Further information on the project is available through the Blue Mining website - http://www.bluemining.eu/
Marine E-tech (Ongoing)
New technologies such as those required for modern communication and computing and to produce clean renewable, low-carbon energy require considerable quantities of many metals. The Marine E-tech research programme is divided between two goals:
- Understanding the natural cycling of cobalt, tellurium and the rare-earth elements in a marine environment.
- Reducing the environmental impacts of metal recovery from seafloor mineral deposits.
To meet these objectives an international, multidisciplinary consortium was formed comprising universities, research centres and industry contributors.
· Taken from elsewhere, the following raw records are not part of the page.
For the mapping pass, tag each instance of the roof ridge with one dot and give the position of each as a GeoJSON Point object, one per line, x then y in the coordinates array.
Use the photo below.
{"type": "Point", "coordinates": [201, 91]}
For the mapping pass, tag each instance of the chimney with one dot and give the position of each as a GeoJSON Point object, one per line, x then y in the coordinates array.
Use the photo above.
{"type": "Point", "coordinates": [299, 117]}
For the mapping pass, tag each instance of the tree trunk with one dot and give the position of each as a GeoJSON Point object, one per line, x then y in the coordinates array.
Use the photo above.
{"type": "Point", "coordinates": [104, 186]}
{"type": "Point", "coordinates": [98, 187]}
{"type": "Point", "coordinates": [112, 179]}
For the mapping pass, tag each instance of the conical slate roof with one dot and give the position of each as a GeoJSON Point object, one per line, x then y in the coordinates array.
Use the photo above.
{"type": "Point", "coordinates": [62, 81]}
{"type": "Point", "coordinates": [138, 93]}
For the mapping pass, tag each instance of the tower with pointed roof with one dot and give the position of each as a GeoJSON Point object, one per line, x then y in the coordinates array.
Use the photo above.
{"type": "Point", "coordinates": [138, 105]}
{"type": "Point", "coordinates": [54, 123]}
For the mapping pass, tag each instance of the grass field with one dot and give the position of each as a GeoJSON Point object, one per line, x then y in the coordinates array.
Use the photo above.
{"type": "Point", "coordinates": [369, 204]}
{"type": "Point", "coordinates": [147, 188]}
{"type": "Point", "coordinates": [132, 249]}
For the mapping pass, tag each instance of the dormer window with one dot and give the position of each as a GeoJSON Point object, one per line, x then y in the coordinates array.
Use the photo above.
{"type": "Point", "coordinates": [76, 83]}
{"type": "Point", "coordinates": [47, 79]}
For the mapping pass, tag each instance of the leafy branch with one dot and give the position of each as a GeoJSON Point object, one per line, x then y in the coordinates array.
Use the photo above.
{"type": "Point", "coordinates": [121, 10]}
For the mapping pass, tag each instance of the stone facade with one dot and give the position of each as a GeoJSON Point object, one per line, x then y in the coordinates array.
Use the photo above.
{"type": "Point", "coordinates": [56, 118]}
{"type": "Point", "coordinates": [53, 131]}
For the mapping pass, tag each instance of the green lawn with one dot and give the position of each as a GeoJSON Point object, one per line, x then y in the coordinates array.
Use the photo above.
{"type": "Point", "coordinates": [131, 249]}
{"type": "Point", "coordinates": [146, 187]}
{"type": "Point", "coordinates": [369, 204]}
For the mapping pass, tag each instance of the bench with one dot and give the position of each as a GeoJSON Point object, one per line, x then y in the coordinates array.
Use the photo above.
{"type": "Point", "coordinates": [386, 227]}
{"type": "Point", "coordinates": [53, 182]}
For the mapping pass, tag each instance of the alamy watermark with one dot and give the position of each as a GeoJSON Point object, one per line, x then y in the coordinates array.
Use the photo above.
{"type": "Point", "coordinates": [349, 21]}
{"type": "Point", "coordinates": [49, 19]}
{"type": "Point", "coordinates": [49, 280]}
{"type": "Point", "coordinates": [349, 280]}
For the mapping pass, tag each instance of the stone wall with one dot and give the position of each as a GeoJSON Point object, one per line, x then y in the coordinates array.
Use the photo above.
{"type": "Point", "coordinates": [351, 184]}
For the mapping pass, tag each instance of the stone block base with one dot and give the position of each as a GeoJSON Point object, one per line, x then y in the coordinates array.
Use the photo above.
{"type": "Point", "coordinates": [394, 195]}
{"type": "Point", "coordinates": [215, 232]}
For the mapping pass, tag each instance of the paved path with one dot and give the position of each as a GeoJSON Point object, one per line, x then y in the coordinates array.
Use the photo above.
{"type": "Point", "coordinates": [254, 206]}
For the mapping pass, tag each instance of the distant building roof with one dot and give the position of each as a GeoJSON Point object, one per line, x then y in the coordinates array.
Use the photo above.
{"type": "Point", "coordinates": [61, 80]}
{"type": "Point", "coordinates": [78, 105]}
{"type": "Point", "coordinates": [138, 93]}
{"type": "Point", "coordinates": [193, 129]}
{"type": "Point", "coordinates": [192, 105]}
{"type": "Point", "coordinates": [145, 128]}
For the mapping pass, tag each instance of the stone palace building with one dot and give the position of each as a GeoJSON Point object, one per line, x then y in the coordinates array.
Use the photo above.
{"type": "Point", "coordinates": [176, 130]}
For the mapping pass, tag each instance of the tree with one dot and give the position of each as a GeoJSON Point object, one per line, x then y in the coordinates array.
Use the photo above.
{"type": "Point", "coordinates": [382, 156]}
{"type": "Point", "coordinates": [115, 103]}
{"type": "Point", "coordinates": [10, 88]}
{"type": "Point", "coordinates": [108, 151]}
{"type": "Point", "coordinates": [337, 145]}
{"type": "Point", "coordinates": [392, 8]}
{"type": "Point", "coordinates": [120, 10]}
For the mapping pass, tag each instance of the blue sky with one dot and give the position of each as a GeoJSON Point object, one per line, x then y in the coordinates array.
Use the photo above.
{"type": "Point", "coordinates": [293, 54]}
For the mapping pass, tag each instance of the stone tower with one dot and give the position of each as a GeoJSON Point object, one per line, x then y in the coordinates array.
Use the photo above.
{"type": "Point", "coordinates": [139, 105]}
The research programme aims to improve understanding of E-tech element concentration in seafloor mineral deposits, in particular cobalt crusts, which are considered the largest yet least explored source of E-tech elements globally.
Further information on the project is available through the Marine E-tech website - http://prj.noc.ac.uk/marine-e-tech/
Blue Nodules (2016 – 2020)
Blue Nodules is a research and innovation project to develop a deep sea mining system for the harvesting of polymetallic nodules from the sea floor with minimum environmental impact. The project is proceeding to develop a highly-automated and technologically sustainable deep sea mining system for the harvesting of polymetallic nodules from the sea floor. This includes the seabed extraction vehicle and in-situ processing (sediment separation and sizing) and onboard process (dewatering and conditioning).
Further information on the project is available through the Blue Nodules website - http://www.blue-nodules.eu/
VAMOS (2015 – 2018)
The Viable Alternative Mine Operating System (VAMOS) project is to design and build a robotic, underwater mining prototype with associated launch and recovery equipment, which will be used to perform field tests at four EU mine sites.
The prototype is an automated solution for exploration, extraction and pre-processing of ores found in inland flooded mines or in shallow sea waters, and is attempting to engage with stakeholders to achieve environmental, economically and socially acceptable solutions to enable the exploitation of EU’s inland submerged mineral deposits.
Further information on the project is available through the VAMOS website - http://vamos-project.eu/
Blue Atlantis (2015 – 2020)
Blue Atlantis will establish the world’s only deep-sea mining test facility, covering RTD, mining tests, standards development and market access support in the Azores. The consortium has 45 partners from 8 European countries along the entire value chain. In addition to the mining test facility, the consortium is preparing and implementing a conceptual study for large scale facilities for deep-sea mining.
The pilot mining operation will cover the following key areas associated with exploration, utilisation and closure
Further information on the project is available through the VAMOS website - https://ec.europa.eu/growth/tools-databases/eip-raw-materials/en/content/innovative-mining-marine-mineral-resources-%E2%80%93-european-pilot-mining-test-atlantic-tools
MERCES-Project (2016 – 2019)
The MERCES project is focused on the restoration of different degraded marine habitats, including deep sea habitats. One of it’s aims is to build upon the groundwork laid by restoration activities in other ecosystems, to develop principles, guidelines and tools for deep-sea restoration, including pilot studies in the deep sea.